Analects 19.25

Original Text:

陈子禽谓子贡曰子为恭也仲尼岂贤于子乎子贡曰君子一言以为知一言以为不知言不可不慎也夫子之不可及也犹天之不可阶而升也夫子之得邦家者所谓立之斯立道之斯行绥之斯来动之斯和其生也荣其死也哀如之何其可及也

Translation:

Other Translations:

Chen Ziqin said to Zigong, “You show reverence to Confucius, but how could he be more worthy than you?”

Zigong replied, “A gentleman can be judged wise or unwise on the basis of a single comment—this is why one cannot fail to be careful in one’s speech. One cannot equal the Master anymore than one can climb a stairway to the heavens. Had the Master acquired control of a state or noble family, then, as they say: ‘When he raised them up, they would stand; when he led them forward they would advance; when he comforted them they would come; and when he moved them they would become harmonious.’ His birth was glorious and his death was universally mourned.
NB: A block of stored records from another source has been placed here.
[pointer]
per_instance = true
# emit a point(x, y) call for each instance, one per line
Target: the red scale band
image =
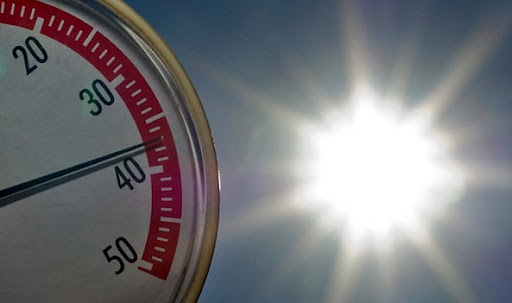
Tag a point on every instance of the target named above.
point(110, 61)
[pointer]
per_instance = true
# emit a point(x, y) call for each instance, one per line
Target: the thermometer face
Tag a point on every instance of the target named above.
point(109, 188)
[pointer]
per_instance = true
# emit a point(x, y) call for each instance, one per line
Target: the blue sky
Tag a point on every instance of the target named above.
point(260, 65)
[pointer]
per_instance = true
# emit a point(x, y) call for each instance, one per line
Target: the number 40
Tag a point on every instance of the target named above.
point(134, 171)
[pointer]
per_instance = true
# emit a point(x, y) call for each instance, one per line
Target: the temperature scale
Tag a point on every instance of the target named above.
point(109, 186)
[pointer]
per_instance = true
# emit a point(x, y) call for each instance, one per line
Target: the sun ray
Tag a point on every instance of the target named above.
point(405, 58)
point(265, 212)
point(346, 270)
point(252, 98)
point(492, 30)
point(355, 43)
point(444, 269)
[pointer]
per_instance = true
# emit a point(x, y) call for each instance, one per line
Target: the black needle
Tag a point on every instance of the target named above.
point(58, 174)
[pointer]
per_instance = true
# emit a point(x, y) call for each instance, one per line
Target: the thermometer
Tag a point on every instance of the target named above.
point(109, 186)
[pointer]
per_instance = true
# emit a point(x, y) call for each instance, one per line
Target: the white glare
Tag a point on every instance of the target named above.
point(375, 170)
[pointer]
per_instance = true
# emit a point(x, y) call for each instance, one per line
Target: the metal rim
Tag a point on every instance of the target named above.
point(148, 34)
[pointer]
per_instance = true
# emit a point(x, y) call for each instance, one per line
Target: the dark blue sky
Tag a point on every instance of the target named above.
point(255, 64)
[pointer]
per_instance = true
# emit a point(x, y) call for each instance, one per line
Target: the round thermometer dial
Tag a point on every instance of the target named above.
point(109, 186)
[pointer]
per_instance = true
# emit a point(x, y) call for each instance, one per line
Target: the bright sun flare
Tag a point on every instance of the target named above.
point(376, 171)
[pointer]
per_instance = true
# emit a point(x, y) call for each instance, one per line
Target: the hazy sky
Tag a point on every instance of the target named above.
point(262, 67)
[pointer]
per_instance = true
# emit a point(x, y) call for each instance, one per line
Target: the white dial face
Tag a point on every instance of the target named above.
point(101, 197)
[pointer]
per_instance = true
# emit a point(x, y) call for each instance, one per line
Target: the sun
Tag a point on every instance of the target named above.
point(374, 170)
How could anyone equal him?”

Confucius, & Slingerland, E. (2003). Analects: With selections from traditional commentaries. Hackett Publishing.

Chen Ziqin said to Zigong, You are being too modest. How could Zhongni be a worthier man than you?
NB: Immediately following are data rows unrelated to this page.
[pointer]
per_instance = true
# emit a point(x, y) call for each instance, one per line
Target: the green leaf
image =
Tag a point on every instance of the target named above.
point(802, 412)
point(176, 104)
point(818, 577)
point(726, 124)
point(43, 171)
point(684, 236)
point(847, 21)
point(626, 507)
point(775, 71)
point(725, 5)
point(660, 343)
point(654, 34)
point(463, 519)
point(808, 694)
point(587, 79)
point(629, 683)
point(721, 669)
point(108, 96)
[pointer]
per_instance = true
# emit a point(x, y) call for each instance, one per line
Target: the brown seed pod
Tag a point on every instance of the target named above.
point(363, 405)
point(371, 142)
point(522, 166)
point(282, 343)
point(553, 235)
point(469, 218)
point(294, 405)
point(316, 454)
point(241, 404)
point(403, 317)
Zigong said, The gentleman speaks one word and shows that he is wise, speaks one word and shows that he is unwise. Therefore, he must be careful how he speaks. Our Master can no more be equaled than one can mount a stairway to the sky. If our Master were to preside over a state or a powerful family, then, as the saying has it, If he raised them, they would stand; if he led, they would go forward; if he chose peace, they would flock around; if he moved, they would move in harmony. In life he is glorious; in death, deeply mourned. How, then, could he be equaled?

Confucius, & Watson, B. (2007). The Analects of Confucius. Columbia University Press.